事務局長 小 林 洋 二
3月19日の朝刊各紙の報道によれば、厚生労働省が設置した医療安全対策検討会議は18日、「(仮称)医療安全推進総合戦略」の報告書案をまとめました。
内容的には、(1)医療事故防止指針を病院ごとに作成する、(2)事故やニアミス事例を集めて原因を分析し、再発防止に活かすための「院内報告制度」を設ける、(3)診療科を超えて組織する安全対策委員会を設置する、(4)事故防止のため継続的に職員研修を実施するといったところで、これらは既に「特定機能病院」の認定基準になっており、目新しいものはありません。基本的には、こういった対策を、病院及び病床のある診療所の全てに義務づけるのが今回の報告案の趣旨のようです。

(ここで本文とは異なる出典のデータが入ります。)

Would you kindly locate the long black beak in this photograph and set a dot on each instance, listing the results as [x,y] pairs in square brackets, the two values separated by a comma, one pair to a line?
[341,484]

毎日新聞の報道によれば、「検討会議の中では、実際の事故例を収集したり、医療機関に対する強制的な調査や報告の制度化を求める意見もあったが、『かえって事故の隠ぺいにつながる』などの反論もあり、『今後法的な問題も含めてさらに検討する』ことにとどまった」とのこと。実際の事故例を収集すると却って事故の隠蔽に繋がるような医療文化を変えていくことなしには、いくら医療事故防止対策を策定しても掛け声倒れになることは目に見えているように思われます。なお、この検討会議の議事録は厚労省のホームページで読むことができるのですが、現在アップされているのは残念ながら昨年11月開催分までで、具体的な報告書案をめぐる議論はその後になるようです。

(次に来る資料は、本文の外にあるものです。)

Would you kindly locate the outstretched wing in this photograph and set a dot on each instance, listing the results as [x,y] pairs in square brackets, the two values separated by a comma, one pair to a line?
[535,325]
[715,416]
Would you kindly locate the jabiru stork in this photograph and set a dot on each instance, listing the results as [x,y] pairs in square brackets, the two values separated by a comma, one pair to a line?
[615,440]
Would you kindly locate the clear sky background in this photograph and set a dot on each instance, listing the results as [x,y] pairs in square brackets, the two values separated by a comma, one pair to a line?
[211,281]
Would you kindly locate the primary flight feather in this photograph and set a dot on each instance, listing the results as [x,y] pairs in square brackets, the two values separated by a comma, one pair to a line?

「実際に起きた医療事故から防止策を学ぶ」という視点は、やはり我々市民の側から提起していかないと出てこないのでしょうね。
一つ注目すべき点があるとすれば、こういった防止策を満たしていない医療機関に対しては入院患者一人あたり1日約8000ないし1万2000円支払われている診療報酬から100円程度減額する罰則を設けて実効性を高めるという方針です(朝日新聞の報道)。

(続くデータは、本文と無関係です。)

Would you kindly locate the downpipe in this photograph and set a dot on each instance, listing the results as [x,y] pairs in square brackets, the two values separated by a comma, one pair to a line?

前回の世話人会で、医療被害防止補償システムの議論をした際にも「医療被害防止補償機構が医療被害事例を分析し、それに基づいた再発防止の提言を行うという制度を作ったとしても、それを医療機関にどう守らせるかを考えなければ意味がない」という問題提起がありました。その点だけについて言えば、今回の厚労省の方針は一つの突破口になりうるかもしれません。
最終報告は四月にまとまる予定のようですので、報告書が入手でき次第、続報をお伝えします。